Anyone else got to the point in life when you're so unhappy, your subconscious tries to kill you? Lying in my bath, suddenly realising my mouth is full of water, about to breathe in. Probably wouldn't have worked anyway but the fact I'm subconsciously trying to kill myself scares me. I'm supposed to be staying alive for my boyfriend. For my family. All I can think about right now is hurting myself. I want a razor blade. I don't usually cut, I prefer other methods, but I want to cut myself. I want to carve stars and patterns into my body. There's something wrong with me.
Me too my dude. I do feel the same way also.

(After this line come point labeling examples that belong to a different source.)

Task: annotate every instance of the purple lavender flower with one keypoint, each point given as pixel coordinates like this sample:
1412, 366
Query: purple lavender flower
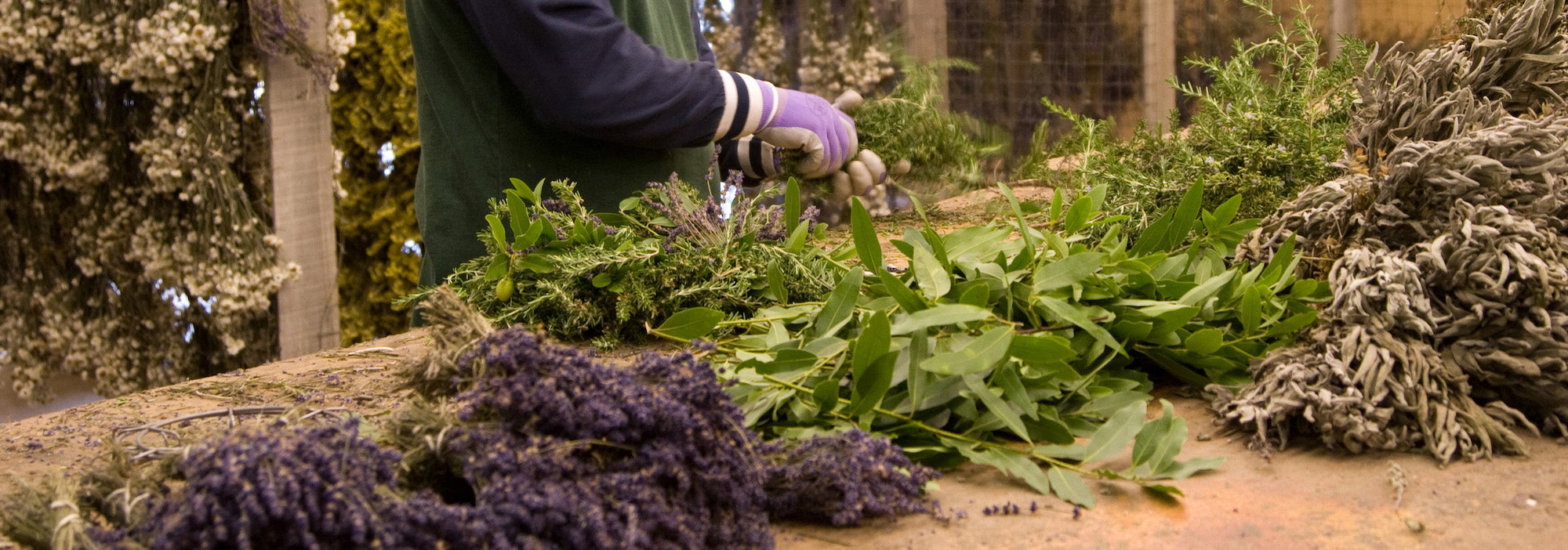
844, 479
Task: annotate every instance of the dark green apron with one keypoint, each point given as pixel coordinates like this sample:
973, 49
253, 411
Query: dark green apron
477, 132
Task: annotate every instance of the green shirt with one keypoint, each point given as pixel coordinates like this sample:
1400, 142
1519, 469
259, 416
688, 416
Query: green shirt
479, 131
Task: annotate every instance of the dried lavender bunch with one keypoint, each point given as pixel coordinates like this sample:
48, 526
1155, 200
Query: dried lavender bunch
572, 450
294, 488
844, 479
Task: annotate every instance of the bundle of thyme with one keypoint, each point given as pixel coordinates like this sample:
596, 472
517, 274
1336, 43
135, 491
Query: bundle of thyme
583, 277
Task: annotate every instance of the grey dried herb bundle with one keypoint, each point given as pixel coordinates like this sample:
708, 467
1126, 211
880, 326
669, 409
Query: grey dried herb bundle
1446, 251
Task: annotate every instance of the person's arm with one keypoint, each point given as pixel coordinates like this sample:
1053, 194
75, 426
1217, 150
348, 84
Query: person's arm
584, 71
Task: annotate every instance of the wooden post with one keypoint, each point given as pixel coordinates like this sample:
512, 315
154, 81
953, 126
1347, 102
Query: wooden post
302, 157
1160, 60
926, 34
1341, 21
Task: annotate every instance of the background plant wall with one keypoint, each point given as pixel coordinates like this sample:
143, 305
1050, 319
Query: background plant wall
134, 190
134, 197
376, 132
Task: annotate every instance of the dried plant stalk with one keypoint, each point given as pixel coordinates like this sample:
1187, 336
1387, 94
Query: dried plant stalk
1448, 255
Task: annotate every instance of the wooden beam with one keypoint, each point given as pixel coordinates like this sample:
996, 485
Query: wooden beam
302, 157
1160, 60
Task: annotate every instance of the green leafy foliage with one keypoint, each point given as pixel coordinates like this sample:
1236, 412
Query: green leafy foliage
1268, 126
912, 123
1034, 342
612, 277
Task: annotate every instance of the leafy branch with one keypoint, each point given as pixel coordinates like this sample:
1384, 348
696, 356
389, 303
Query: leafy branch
1023, 353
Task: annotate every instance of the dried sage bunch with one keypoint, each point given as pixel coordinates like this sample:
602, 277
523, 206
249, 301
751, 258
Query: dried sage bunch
1446, 248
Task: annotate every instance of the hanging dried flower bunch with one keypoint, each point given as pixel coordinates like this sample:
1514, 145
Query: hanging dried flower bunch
134, 194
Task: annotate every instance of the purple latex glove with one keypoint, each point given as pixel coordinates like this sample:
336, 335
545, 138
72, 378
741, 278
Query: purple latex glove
811, 125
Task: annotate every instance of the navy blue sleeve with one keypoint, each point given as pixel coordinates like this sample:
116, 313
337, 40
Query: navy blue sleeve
584, 71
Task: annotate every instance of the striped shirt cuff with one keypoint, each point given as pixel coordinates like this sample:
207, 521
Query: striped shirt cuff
749, 106
755, 157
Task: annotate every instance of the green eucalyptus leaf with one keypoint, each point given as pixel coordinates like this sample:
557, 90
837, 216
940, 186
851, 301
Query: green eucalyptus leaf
827, 394
940, 316
1252, 311
1070, 487
1225, 214
1205, 342
934, 278
498, 231
871, 386
1207, 291
979, 356
518, 214
789, 361
498, 269
996, 405
1108, 405
1186, 214
840, 306
1014, 389
1080, 319
1069, 272
604, 280
1042, 349
1114, 435
691, 324
1078, 214
873, 344
1014, 465
777, 284
866, 244
1164, 491
534, 262
1158, 443
524, 192
975, 294
1293, 324
791, 206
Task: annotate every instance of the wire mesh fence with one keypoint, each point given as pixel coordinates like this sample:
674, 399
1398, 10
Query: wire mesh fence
1087, 56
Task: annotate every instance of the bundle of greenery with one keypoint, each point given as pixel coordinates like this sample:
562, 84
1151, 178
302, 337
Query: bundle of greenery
1266, 128
575, 275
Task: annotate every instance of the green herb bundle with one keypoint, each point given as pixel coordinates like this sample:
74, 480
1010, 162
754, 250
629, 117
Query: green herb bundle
1006, 344
606, 277
1271, 125
913, 125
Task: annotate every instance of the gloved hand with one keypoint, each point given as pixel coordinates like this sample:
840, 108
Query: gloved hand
808, 123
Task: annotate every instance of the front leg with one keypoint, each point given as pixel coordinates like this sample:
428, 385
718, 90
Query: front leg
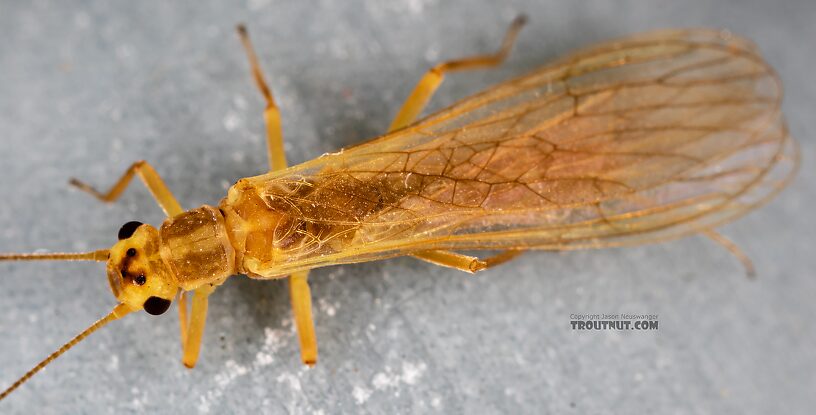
149, 177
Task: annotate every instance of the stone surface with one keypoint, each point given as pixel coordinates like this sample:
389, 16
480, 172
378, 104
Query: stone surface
85, 89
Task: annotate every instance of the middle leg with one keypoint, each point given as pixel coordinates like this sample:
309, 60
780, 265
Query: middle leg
299, 291
429, 83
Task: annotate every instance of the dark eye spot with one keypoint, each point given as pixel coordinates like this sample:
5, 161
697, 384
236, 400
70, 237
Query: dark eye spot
126, 231
140, 279
156, 305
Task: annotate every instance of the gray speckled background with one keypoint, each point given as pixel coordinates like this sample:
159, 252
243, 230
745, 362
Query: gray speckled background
87, 88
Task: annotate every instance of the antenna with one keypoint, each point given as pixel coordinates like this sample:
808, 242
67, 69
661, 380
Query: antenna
118, 312
99, 256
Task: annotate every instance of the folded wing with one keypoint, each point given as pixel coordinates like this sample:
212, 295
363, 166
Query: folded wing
633, 141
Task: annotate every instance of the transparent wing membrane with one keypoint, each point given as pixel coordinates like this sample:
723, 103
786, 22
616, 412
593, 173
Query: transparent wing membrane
633, 141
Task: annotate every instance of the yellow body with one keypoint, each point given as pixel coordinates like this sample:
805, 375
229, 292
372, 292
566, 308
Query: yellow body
634, 141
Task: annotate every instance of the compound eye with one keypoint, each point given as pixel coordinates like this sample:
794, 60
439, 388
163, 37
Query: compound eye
156, 306
126, 231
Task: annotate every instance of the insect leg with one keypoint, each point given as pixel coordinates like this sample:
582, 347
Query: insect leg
465, 263
302, 309
428, 84
298, 282
183, 319
195, 327
274, 134
735, 250
149, 177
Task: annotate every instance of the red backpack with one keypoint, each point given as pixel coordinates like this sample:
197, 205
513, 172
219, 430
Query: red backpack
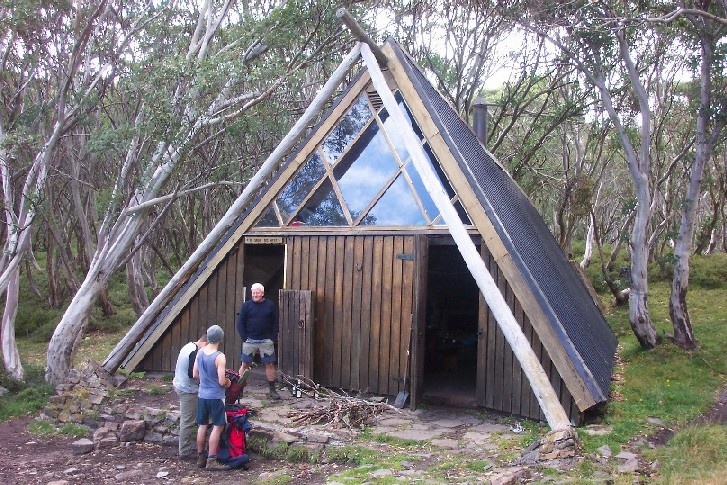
234, 392
233, 445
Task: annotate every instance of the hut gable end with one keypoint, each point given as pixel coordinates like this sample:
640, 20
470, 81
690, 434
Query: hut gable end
349, 216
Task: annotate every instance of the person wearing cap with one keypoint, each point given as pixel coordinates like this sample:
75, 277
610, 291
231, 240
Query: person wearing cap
209, 368
257, 324
186, 388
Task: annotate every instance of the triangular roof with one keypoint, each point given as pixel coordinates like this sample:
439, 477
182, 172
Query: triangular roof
562, 310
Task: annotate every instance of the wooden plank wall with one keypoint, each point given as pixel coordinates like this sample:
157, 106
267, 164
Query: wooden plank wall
216, 303
506, 387
295, 343
364, 296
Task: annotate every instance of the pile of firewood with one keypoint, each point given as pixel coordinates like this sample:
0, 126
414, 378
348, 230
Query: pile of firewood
335, 408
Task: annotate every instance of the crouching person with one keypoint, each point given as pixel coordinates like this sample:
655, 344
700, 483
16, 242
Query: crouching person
209, 368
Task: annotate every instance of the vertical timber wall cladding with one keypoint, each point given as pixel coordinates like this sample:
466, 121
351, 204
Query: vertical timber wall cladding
505, 386
216, 302
364, 301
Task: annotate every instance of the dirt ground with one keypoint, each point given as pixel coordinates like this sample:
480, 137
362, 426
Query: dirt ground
26, 459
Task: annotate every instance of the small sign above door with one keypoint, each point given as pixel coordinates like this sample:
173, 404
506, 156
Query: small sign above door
264, 240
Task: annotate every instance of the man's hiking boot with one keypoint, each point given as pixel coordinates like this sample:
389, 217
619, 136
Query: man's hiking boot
189, 456
213, 464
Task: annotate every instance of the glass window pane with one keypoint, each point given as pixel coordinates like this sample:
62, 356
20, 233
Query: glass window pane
365, 170
421, 191
299, 186
396, 207
438, 169
395, 135
268, 219
347, 129
322, 209
407, 115
462, 213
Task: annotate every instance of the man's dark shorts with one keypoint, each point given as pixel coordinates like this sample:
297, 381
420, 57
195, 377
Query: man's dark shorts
211, 411
266, 349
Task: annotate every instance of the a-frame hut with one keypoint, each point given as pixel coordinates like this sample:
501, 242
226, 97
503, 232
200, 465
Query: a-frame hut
365, 235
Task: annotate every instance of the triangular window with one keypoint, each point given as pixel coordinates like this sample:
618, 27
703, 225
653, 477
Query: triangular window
361, 174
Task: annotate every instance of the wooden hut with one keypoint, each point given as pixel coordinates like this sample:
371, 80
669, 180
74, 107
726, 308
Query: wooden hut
375, 287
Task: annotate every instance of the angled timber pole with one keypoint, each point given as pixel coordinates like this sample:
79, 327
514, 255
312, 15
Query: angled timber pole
147, 319
543, 389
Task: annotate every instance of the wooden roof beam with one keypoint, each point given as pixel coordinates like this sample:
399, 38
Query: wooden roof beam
136, 341
540, 383
362, 36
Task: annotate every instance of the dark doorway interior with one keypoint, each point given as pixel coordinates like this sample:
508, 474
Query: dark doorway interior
450, 362
265, 264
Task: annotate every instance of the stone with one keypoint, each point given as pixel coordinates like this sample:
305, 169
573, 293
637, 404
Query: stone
446, 443
132, 431
288, 438
128, 475
153, 437
629, 467
605, 451
82, 446
102, 433
509, 477
317, 438
108, 442
626, 455
598, 430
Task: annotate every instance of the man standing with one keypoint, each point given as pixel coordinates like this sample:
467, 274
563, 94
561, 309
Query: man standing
209, 368
257, 323
186, 388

I subconsciously want to hurt myself because I feel terrible. Most the time my thoughts are devoted to ways I kill myself and the other half are to my girlfriend. I stay alive for her also. And the next Star Wars installments. But believe it or not, you are not alone in this matter. A girl at my school attempted suicide Tuesday and won't be returning to school and honestly I felt the same. I don't really feel okay. But hey, keep your head up. It's okay to feel this way. Don't let somone invalidate you because at some point we do feel like this. Stay alive my friend <3
At least you ve got a family and a boyfriend, some don't have either. As for cutting yourself, I did it a few times and it s def not worth it. I think you should really look deep inside yourself and find what makes you unhappy, try to solve it, if you can, or at least make peace with yourself about it. Depression is a hole and if you re not taking any actions you ll just go deeper into it. But there is always a cause for depression and finding it it s the first step. Hope you get well.
I'm sorry things are shitty right now. It is for me too. Honestly some days I live solely for my cats and the upcoming seasons of my tv shows.